The goal of this work is to develop, for a class of incomplete data problems including the above example, a likelihood method to describe and quantify the observed evidence without imposing untestable assumptions. A notable consequence of eliminating such assumptions is that the parameter of interest may become partially identified. Manski (2003) gives an extensive discussion on the notion of partial identification, which has originated and become increasingly popular in the econometrics literature. Early research in this area has focused on characterization of identification regions, and recent research efforts have been directed toward confidence sets for identification regions as well as for the parameters of interest (e.g., Horowitz & Manski, 1998, 2000; Imbens & Manski, 2004; Beresteanu & Molinari, 2008; Zhang, 2009). The framework of Zhang (2009) for partial identification (PI) with incomplete data will be adopted in the present paper. The focus here, of course, is on developing a likelihood method for evidential analysis instead of constructing confidence sets.

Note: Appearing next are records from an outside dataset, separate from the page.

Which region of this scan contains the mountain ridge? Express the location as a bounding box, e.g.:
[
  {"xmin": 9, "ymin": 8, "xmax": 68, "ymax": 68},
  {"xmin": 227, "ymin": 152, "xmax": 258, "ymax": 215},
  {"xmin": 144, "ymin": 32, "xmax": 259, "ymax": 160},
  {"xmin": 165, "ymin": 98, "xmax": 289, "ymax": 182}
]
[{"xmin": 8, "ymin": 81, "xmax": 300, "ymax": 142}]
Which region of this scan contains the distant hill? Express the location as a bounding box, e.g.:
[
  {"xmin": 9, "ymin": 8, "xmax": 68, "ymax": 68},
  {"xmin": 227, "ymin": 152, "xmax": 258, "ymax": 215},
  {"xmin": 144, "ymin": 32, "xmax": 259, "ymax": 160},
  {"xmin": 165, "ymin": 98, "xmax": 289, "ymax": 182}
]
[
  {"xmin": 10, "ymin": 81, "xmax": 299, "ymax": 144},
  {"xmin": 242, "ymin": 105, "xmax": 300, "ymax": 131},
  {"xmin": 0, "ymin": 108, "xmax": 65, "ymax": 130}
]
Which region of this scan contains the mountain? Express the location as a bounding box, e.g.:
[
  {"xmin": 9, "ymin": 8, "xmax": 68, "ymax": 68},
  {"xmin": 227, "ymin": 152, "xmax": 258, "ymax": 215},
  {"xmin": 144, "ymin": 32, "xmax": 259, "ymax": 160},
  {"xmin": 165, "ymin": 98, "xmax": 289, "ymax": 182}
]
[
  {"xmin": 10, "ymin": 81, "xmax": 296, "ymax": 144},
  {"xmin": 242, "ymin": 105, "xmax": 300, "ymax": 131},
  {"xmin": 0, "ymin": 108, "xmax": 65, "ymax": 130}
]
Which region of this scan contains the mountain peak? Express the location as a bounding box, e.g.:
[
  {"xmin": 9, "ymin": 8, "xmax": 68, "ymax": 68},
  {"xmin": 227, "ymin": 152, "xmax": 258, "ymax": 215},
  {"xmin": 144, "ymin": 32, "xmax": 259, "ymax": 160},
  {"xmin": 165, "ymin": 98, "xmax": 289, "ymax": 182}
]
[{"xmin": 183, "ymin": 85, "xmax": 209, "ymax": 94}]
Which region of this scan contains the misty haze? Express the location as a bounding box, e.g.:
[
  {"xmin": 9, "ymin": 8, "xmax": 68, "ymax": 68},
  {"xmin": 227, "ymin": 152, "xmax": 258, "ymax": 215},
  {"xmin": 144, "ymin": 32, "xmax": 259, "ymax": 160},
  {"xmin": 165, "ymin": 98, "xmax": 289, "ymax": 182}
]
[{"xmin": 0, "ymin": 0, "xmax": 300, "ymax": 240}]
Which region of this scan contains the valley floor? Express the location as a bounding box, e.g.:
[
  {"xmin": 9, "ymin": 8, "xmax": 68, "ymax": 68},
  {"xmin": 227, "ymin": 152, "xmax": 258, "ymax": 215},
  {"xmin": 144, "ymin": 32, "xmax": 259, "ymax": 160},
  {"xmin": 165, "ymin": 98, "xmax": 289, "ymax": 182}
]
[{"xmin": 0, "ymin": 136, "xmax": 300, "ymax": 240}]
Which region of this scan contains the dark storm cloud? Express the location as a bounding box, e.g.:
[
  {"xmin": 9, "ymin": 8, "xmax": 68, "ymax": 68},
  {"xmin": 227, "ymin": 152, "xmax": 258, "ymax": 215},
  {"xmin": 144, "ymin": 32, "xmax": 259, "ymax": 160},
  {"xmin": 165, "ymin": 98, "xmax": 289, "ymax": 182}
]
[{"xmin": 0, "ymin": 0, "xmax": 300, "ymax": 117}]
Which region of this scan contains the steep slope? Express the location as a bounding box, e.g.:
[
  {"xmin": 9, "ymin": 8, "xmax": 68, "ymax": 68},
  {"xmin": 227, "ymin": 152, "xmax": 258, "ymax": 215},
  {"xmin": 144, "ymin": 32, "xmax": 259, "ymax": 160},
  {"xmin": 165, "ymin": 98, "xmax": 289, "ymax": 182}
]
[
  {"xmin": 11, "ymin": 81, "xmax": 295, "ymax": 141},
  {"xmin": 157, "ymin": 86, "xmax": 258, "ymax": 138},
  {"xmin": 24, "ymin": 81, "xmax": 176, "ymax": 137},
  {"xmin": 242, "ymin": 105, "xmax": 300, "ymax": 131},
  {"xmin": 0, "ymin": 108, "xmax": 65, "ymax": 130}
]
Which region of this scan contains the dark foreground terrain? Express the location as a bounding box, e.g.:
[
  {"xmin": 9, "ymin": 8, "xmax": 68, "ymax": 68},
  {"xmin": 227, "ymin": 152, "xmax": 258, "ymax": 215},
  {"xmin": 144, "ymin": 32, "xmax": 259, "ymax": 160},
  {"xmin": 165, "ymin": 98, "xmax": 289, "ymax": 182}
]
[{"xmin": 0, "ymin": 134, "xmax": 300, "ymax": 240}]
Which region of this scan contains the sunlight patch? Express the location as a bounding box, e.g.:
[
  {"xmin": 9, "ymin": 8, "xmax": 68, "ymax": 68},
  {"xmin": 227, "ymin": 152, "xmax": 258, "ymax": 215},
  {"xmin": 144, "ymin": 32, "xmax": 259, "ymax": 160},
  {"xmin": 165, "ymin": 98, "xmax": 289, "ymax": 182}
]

The rest of the paper is organized as follows. Section 2 gives a brief overview of the likelihood paradigm. Section 3 describes the incomplete data problem in some generality and discusses the associated identification problem, using the notation and terminology of Zhang (2009). A profile likelihood approach is then proposed in Section 4. The proportion example introduced earlier will be used as an illustration throughout this discussion. The practical implications of the proposed approach are considered in Section 5, with an asymptotic discussion followed by a simulation study. The approach will be further illustrated in Sections 6–8 with additional statistical problems involving missing data or censored data. In most cases the illustration includes a numerical example based on real data. Section 9 gives concluding remarks.
2 The Likelihood Paradigm
The likelihood paradigm is concerned with interpreting statistical evidence and answering questions like “what do the data say?” with regard to two competing hypotheses. Hypothesis tests and posterior probabilities are commonly used to answer such questions in practice. Royall (1997) points out that the Neyman–Pearson theory for testing hypotheses is really a decision theory designed to answer such questions as “what should I do?”. Serious logical inconsistencies can arise when hypothesis tests are used to represent statistical evidence (Royall, 1997, Chapter 2). Posterior probabilities, on the other hand, incorporate prior information as well as the data and may not provide an objective representation of the observed evidence. The Bayesian approach may be more appropriate for questions like “what should I believe?”. A proper concept of evidence is missing from the major statistical theories that dominate today's statistical practice.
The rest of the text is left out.